While rural amateur theatres in other places are content to shift their repertoires from once beloved rural theatre performances to no-longer-fresh-from-the-shelf tabloid comedies, the Theaterverein Bizau Theatre Association decided to go in a different direction. In the spring of 2022, they successfully staged Eugene Ionesco’s “Exit the King,” which was justifiably acclaimed by both audiences and critics. In doing so, the association remained true to its nearly 160-year tradition. Following the revolution of 1848, party politics crystallised in the Bregenzerwald, as in other places. The liberal and Catholic-conservative camps emerged as the two groups whose disputes would shape the region’s history in the decades that followed.

Among the “progressives” were the Schoppernau poet and social reformer Franz Michael Felder (1839-1869), the lithographer, innkeeper, community leader of Bezau and member of the provincial parliament Josef Feuerstein (1832-1903), and the long-time community leader of Schnepfau, Franz Xaver Moosmann (1839-1891), who, as a self-taught farmer, had learned Latin, Greek, Old High German and Gothic. In Bizau, they were joined by Gebhard Wölfle (1848-1904), one of the Bregenzerwald’s many multi-talented personalities. He was a carpenter, fountain builder, mechanic, photographer and powerful dialect poet. In 1866, Wölfle assumed leadership of an amateur drama group that had been assembled two years earlier and was centred around Anton Rüscher, a sculptor from Bizau, and two German migrant workers.

After first trying their hand at August von Kotzebue’s comedy plays, they soon staged Friedrich Schiller’s “Intrigue and Love” and “The Robbers.” In 1868 alone, the people of Bizau staged eight plays on what was initially an improvised stage in the main hall of the Schwanen inn. They commissioned texts from Vienna, including plays by Johann Nestroy, gave “guest performances” in other towns in the valley, and invited travelling theatre groups. In light of the noticeably harsher political climate, this could not remain without consequences: “For Schiller, in particular, was considered a revolutionary and an enemy of the faith by the Catholic conservatives. Anyone who read, quoted or enacted his works could be clearly positioned ideologically, i.e. as a ‘liberal.’ ‘Schiller’ was a cultural code word that defined camp boundaries and demarcated political classifications,” writes social scientist Kurt Greussing. From the pulpit, the local priest condemned the poet Franz Michael Felder as a “heretic,” “freemason” and an “antichrist.”

The clergy called for people to disobey the “May Laws” of 1868, which removed the supervision of schools from the Catholic Church, allowed civil marriage and a change of creed, and assigned marriage jurisdiction to the state authorities. It is therefore no surprise that such headwinds were also felt in Bizau, especially considering that the Catholic Conservative Party’s triumph in the provincial elections of 1870 heralded the end of political liberalism in the Bregenzerwald.

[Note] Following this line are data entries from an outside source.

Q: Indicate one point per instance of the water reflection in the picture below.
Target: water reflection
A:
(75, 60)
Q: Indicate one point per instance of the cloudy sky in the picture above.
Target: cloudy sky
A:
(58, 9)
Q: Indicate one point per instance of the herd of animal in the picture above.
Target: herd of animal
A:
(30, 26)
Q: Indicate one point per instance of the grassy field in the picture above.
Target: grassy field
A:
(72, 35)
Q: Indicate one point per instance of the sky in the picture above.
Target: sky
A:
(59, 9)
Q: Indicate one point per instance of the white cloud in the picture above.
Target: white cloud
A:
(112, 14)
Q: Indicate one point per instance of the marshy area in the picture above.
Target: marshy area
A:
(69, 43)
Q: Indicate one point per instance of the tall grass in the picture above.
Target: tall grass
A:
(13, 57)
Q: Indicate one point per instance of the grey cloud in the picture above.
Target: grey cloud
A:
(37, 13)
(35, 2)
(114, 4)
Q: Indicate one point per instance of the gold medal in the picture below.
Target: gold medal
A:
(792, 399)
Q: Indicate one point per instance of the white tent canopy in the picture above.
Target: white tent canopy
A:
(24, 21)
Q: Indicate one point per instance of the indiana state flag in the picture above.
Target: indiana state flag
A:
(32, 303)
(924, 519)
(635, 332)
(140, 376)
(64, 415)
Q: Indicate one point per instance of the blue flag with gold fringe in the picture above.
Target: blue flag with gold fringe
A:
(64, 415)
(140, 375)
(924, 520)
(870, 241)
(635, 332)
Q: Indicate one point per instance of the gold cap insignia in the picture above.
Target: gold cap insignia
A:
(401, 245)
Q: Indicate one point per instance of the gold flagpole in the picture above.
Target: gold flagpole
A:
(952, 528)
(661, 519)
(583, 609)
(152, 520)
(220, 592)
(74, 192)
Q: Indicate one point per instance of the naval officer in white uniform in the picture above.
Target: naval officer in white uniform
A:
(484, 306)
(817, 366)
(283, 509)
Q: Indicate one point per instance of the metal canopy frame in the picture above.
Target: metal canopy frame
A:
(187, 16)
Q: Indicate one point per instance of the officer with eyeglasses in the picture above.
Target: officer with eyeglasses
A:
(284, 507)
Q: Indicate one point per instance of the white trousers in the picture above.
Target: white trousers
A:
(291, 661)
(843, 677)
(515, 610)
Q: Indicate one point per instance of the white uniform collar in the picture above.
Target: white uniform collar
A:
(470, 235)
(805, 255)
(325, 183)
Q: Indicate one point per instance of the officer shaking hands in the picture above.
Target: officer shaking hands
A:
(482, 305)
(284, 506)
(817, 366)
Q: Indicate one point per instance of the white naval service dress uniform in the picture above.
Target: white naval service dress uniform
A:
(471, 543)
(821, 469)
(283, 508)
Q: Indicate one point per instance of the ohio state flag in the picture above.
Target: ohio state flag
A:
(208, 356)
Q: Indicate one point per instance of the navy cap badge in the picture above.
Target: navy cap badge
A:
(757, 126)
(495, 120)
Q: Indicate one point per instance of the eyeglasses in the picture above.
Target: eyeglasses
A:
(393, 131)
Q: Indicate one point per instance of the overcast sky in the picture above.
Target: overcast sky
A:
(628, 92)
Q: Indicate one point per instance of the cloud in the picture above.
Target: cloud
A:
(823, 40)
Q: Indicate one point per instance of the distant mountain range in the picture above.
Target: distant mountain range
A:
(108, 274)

Schiller continued to be staged, as did William Tell, Lessing’s Minna von Barnhelm, Nestroy’s Lumpazivagabundus and even Shakespeare’s King Lear, the latter, however, as the Viennese newspaper Neue Freie Presse wrote in 1892, “… to all but empty seats.” The vicar of Bizau and his brethren in the neighbourhood took credit for this success. Because every performance incurred expenses, yet required an audience, ‘King Lear’ became the final performance. Gebhard Wölfle informed the Germanist and historian Hermann Sander (1840-1919) that the theatre had been “virtually beaten to death by zealots.” Of course, they did not let this get them down for long. At the beginning of the 20th century, the newly founded “Dilettanten Theatergesellschaft” (Dilettante Theatre Company) revived the theatre and, interrupted only by the two world wars and the worst years of the economic crisis, continued it until the present day. By the way: “As it is in Heaven” by Kay Pollak is on the programme in Bizau in 2023.